A originalidade está em falta há 525 anos, quando começamos a exportar nossas commodities e não conseguimos mais trocar de raia pela corrida do crescimento.

Seguindo essa lógica, nos tornamos o maior produtor mundial de café. E agora ele virou uma pedra no sapato.

Vilão na inflação dos alimentos, o preço médio do café torrado e moído nos supermercados foi de R$ 29,62 em janeiro do ano passado para R$ 56,07 por quilo, segundo dados da Associação Brasileira da Indústria de Café (Abic). Quem fizer a regra de três, vai notar que se trata de 90% de aumento em um ano.

Algoz do consumidor, mocinho para os produtores. No ano de 2024, exportamos mais de 50,4 milhões de sacas de café (mais de 3.000 toneladas), um baita recorde, com um aumento de 28% no volume exportado, depois de três anos em queda, conforme publicado pelo Conselho dos Exportadores de Café do Brasil (Cecafé).

O aumento do volume, por si só, já parece impressionante. Mas com a disparada do preço da iguaria mundo afora, a receita cambial gerada com nossas exportações no ano passado totalizou US$ 12,5 bilhões (R$ 72 bilhões, na cotação atual). Em relação a 2023, significa um aumento de mais de 55%.

Parece que o preço do grão não chegou a seu limite. Lamento informar, mas a produção do café sofre com a chamada bienalidade, ou seja, os pés são mais produtivos a cada dois anos. E acabamos de sair do “ano de alta”.

Se você ainda acha que crise climática é material para panfletos, veja que somos o maior produtor mundial de café e a última safra, mesmo sendo “de alta”, foi 1,6% menor do que a de 2022/2023. Passamos pela maior seca em 70 anos.

O clima afetou também a produção do segundo maior produtor global, o Vietnã. Por lá, segundo autoridades locais, secas prolongadas e temperaturas elevadas reduziram os rendimentos do campo e afetaram a qualidade das safras.

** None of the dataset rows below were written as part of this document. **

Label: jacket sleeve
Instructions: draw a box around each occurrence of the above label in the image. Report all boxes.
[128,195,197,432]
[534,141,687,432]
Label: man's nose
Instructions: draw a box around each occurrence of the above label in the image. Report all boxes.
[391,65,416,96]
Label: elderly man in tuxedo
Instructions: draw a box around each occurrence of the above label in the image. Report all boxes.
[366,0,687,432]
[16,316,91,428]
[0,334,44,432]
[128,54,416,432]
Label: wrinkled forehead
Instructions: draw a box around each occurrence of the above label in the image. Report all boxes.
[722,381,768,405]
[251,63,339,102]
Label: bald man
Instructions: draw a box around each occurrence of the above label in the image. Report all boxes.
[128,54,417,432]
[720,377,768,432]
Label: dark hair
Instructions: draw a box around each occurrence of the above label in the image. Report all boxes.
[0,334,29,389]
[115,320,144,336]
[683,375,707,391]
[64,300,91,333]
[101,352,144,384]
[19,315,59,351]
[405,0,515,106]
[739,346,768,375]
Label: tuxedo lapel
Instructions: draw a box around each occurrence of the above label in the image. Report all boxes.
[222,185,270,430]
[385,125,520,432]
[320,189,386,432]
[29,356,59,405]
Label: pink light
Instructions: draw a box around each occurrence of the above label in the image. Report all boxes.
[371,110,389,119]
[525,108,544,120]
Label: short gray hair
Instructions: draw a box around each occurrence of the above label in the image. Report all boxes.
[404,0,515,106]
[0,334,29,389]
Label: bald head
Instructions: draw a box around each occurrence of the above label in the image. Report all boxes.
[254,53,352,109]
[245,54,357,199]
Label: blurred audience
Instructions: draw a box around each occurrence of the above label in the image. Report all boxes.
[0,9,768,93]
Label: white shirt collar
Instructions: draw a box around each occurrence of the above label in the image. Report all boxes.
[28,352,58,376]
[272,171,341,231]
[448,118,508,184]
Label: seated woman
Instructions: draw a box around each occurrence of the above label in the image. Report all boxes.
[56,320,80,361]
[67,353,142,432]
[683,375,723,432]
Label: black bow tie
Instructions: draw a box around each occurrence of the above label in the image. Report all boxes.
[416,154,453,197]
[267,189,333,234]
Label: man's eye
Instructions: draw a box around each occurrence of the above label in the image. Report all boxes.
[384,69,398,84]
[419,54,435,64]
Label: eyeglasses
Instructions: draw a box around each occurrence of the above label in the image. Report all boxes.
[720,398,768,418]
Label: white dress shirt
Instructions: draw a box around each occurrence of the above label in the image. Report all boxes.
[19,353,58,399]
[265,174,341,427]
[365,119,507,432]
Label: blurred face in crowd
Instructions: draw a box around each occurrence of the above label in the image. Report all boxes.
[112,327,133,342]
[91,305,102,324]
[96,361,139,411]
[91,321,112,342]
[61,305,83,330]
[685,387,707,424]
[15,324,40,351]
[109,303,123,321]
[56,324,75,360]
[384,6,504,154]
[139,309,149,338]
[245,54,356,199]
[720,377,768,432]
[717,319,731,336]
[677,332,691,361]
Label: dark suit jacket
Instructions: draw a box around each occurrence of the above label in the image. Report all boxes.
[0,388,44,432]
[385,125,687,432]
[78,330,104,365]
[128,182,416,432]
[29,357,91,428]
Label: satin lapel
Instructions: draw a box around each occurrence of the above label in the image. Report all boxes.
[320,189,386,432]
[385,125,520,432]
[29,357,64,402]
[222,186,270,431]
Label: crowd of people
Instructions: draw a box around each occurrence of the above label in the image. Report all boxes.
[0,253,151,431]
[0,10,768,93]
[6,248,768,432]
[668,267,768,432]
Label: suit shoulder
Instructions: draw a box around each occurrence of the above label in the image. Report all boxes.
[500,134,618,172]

E como isso afeta suas finanças, além, é claro, de aumentar os gastos diários? Nesta semana conversei com traders experientes, que têm surfado a alta do preço do café através de suas plataformas de investimento (home brokers).

É a pura e velha especulação. Analisam gráficos, tendências e relatórios de produção, estoque e vendas, para apostar que o preço vai subir ainda mais. Compram e vendem contratos das chamadas opções, que dão ao titular o direito de comprar ou vender o produto por determinado preço em uma data definida. Chegando lá, a depender da cotação, decidem se querem ou não realizar o negócio. Na outra ponta, estão outros especuladores e produtores, negociam para se proteger das variações de preço e financiar suas lavouras.

Não é um investimento trivial, os riscos devem ser bem analisados, como em todos os outros casos nos quais seu dinheiro está em jogo. Ainda assim, é uma alternativa a simplesmente reclamar do preço do café no mercado ou na padaria.

Talvez um pouco de “originalidade” nos investimentos ajude a surfar no mundo do dinheiro, enquanto seguimos baseando nossa economia em exportar o que sai da terra.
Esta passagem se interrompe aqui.